When authors I love endorse or excessively talk about stories they love, I try to pay attention — even if a story is outside my “normal” reading scope (i.e. new authors, small publishers, different genres). When author Rachel McMillan gushed over Impossible Saints by Clarissa Harwood, a general market historical romance, I knew I wanted to see what all the fuss was about. And, I really liked it!
Set in England in 1907, Impossible Saints is a novel that burns as brightly as the suffrage movement it depicts, with the emotional resonance of Tracy Chevalier and Jennifer Robson.
Escaping the constraints of life as a village schoolmistress, Lilia Brooke bursts into London and into Paul Harris’s orderly life, shattering his belief that women are gentle creatures who need protection. Lilia wants to change women’s lives by advocating for the vote, free unions, and contraception. Paul, an Anglican priest, has a big ambition of his own: to become the youngest dean of St. John’s Cathedral. Lilia doesn’t believe in God, but she’s attracted to Paul’s intellect, ethics, and dazzling smile.
As Lilia finds her calling in the militant Women’s Social and Political Union, Paul is increasingly driven to rise in the church. They can’t deny their attraction, but they know they don’t belong in each other’s worlds. Lilia would rather destroy property and serve time in prison than see her spirit destroyed and imprisoned by marriage to a clergyman, while Paul wants nothing more than to settle down and keep Lilia out of harm’s way. Paul and Lilia must reach their breaking points before they can decide whether their love is worth fighting for.
Impossible Saints is a flowing, layered general fiction title with subtle Christian overtones, exploring themes of conviction, purpose, and challenges to preconceptions or societal norms. Its two characteristics that stand out the most are its depiction of an era both tumultuous and expectation-laden, a relevant parallel with today in some ways; and its endearing characters, with even the secondary characters taking on vibrant tones. Rachel McMillan was right in referencing both Grantchester (ITV) and the film Suffragette(2015) in her review. This book has similarities with both “visual” depictions, but its storyline is distinctly its own. I would say it is like Grantchester without the moral ambiguity or mystery meets Suffragette with all the wit and verbal banter of the classic Hollywood era.

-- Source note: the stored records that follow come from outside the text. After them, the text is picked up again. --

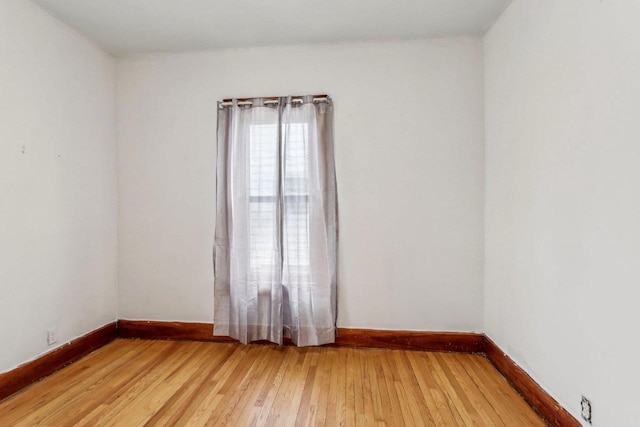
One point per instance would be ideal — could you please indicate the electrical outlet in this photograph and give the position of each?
(586, 409)
(52, 336)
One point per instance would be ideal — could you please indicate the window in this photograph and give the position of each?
(264, 184)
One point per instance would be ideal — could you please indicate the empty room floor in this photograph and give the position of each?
(140, 382)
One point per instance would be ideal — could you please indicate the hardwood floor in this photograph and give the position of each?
(139, 382)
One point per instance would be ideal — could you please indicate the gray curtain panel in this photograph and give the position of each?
(276, 238)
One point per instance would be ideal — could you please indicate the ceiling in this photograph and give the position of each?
(134, 26)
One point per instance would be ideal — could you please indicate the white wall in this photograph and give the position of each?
(57, 181)
(563, 198)
(409, 147)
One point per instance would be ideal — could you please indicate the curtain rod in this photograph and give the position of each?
(271, 100)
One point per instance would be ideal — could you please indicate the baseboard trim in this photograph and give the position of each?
(459, 342)
(545, 405)
(454, 342)
(365, 338)
(30, 372)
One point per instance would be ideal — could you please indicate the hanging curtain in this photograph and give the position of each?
(276, 227)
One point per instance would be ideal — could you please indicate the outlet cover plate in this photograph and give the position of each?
(586, 409)
(52, 336)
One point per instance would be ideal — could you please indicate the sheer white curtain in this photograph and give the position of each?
(276, 227)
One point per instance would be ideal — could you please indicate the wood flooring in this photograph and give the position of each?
(173, 383)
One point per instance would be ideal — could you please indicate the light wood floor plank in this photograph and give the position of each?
(157, 383)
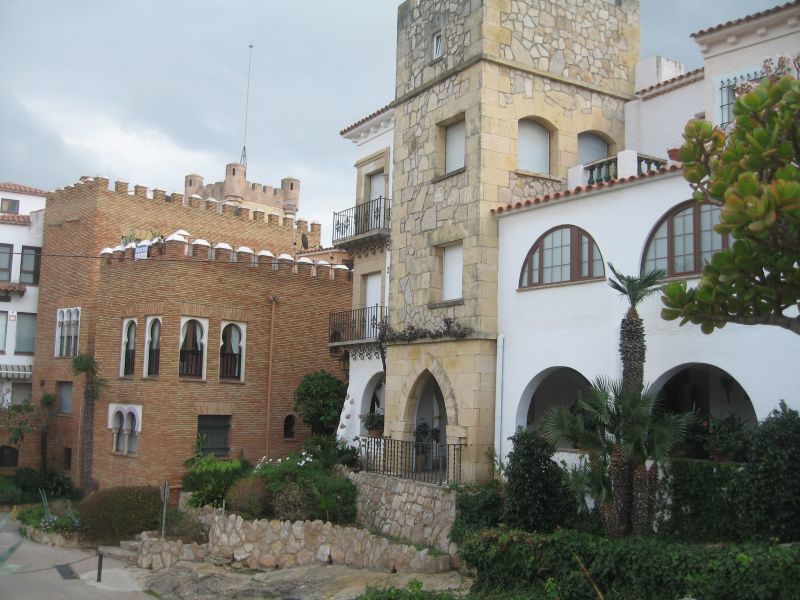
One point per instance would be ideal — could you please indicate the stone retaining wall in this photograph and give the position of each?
(420, 513)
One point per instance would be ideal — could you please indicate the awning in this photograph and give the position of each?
(15, 371)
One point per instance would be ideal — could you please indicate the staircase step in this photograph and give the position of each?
(117, 553)
(129, 545)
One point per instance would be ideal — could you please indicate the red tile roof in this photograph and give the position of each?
(15, 219)
(350, 128)
(12, 287)
(583, 189)
(670, 82)
(747, 18)
(18, 188)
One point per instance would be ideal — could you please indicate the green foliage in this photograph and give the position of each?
(302, 487)
(631, 568)
(772, 485)
(477, 507)
(700, 501)
(537, 498)
(753, 174)
(249, 497)
(55, 485)
(209, 479)
(115, 514)
(318, 400)
(330, 452)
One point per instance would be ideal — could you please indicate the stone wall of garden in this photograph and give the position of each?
(419, 513)
(264, 544)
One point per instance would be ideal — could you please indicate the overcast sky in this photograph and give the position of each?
(148, 91)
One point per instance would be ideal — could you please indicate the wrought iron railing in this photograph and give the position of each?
(153, 360)
(130, 358)
(606, 169)
(362, 218)
(359, 324)
(420, 461)
(191, 363)
(230, 365)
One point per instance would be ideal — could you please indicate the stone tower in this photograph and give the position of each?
(493, 99)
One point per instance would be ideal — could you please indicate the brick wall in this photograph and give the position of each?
(82, 220)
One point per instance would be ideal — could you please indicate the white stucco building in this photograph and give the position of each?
(21, 228)
(558, 317)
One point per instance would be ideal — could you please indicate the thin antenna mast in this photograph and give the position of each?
(243, 160)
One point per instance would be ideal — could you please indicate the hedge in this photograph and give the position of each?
(117, 513)
(630, 568)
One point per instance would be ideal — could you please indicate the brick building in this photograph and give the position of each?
(198, 335)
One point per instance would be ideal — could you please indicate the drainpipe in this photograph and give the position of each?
(498, 397)
(274, 301)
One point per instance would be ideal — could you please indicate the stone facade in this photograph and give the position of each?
(264, 544)
(420, 513)
(567, 66)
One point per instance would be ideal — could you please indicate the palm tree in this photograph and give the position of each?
(631, 330)
(619, 431)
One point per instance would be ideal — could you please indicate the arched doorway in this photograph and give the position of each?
(705, 389)
(430, 427)
(556, 386)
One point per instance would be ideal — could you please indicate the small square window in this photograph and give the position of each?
(438, 45)
(9, 206)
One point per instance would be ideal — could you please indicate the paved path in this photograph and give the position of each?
(28, 572)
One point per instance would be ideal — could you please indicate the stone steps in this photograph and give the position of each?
(119, 553)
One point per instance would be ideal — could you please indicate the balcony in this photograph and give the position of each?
(625, 164)
(356, 326)
(363, 224)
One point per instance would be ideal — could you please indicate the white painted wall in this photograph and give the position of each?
(577, 325)
(20, 235)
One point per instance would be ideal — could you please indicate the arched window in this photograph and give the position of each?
(563, 254)
(9, 456)
(191, 356)
(288, 427)
(154, 347)
(533, 147)
(130, 433)
(591, 147)
(118, 434)
(230, 352)
(684, 240)
(129, 348)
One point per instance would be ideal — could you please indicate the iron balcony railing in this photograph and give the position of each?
(420, 461)
(356, 325)
(605, 169)
(372, 216)
(191, 363)
(153, 359)
(230, 365)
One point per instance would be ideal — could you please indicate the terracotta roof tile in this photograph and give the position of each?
(674, 80)
(18, 188)
(583, 189)
(15, 219)
(746, 18)
(350, 128)
(18, 288)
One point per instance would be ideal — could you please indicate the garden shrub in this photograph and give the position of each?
(630, 568)
(209, 479)
(330, 451)
(477, 507)
(771, 498)
(700, 501)
(537, 498)
(294, 502)
(116, 513)
(249, 497)
(9, 492)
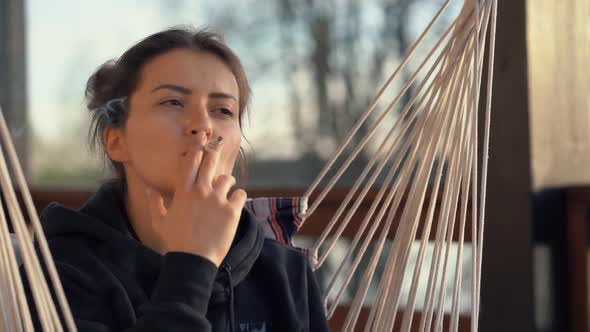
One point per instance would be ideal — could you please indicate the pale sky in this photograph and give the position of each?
(68, 40)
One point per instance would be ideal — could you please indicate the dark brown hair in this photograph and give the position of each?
(109, 88)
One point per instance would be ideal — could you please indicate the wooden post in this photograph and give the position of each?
(13, 85)
(507, 279)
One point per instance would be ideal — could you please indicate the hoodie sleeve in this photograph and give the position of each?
(178, 303)
(180, 299)
(317, 312)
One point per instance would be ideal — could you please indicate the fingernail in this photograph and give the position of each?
(215, 142)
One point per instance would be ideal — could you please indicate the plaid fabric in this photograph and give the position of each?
(280, 217)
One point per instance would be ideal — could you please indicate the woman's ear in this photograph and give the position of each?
(115, 144)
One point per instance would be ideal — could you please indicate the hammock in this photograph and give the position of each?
(431, 149)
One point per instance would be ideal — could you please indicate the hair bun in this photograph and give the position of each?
(99, 85)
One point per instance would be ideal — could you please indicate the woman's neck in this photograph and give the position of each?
(138, 212)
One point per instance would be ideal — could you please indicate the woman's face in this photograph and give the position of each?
(178, 92)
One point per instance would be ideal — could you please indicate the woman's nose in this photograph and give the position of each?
(200, 122)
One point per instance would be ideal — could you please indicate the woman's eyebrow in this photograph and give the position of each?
(222, 95)
(173, 87)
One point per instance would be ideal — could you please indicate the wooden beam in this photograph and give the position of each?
(507, 278)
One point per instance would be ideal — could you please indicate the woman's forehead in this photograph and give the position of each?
(197, 71)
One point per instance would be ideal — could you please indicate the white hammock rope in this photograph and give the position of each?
(46, 309)
(431, 150)
(438, 125)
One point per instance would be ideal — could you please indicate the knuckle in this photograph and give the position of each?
(200, 191)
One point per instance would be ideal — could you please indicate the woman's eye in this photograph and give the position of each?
(172, 102)
(226, 112)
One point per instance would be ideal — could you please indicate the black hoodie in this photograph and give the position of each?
(115, 283)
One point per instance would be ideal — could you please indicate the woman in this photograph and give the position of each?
(167, 247)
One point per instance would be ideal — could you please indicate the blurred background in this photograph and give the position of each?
(314, 66)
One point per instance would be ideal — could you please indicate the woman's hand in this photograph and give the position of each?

Oh, the romance! What starts as believable camaraderie between reunited childhood friends grows into an authentic friendship with sparks of attraction. Before long, Paul and Lilia must face what their relationship must look like in the face of the women’s movement, church and societal expectations, and personal motives as it morphs into a romantic dynamic. The push-pull of their relationship really represents the importance of broadening perspective — that being inclusive and choosing to care for someone doesn’t mean you must compromise your identity or convictions.
For my blog readers who typically stick to clean inspirational fiction titles, I do want to mention a few things about this novel’s content. It is a *little* more candid and sensual when it comes to the romance verbiage, it depicts tobacco use, and has a few very mild expletives.
Impossible Saints is equally candid, and refreshingly so, when tackling issues such as women’s roles or the contrasts between ritual in the church vs. faith in action. I would have liked Lilia’s growth in receptiveness to Paul’s faith to have been a little more by story’s end, though I think the door is left open to her for deeper faith after “the end”. But maybe that’s my personal convictions shining through in my perception of her character. Overall, I thought it an authentic portrayal of the era and a beautiful story of romance.
Thank you to the publisher and NetGalley for the ebook review copy. This is my honest review.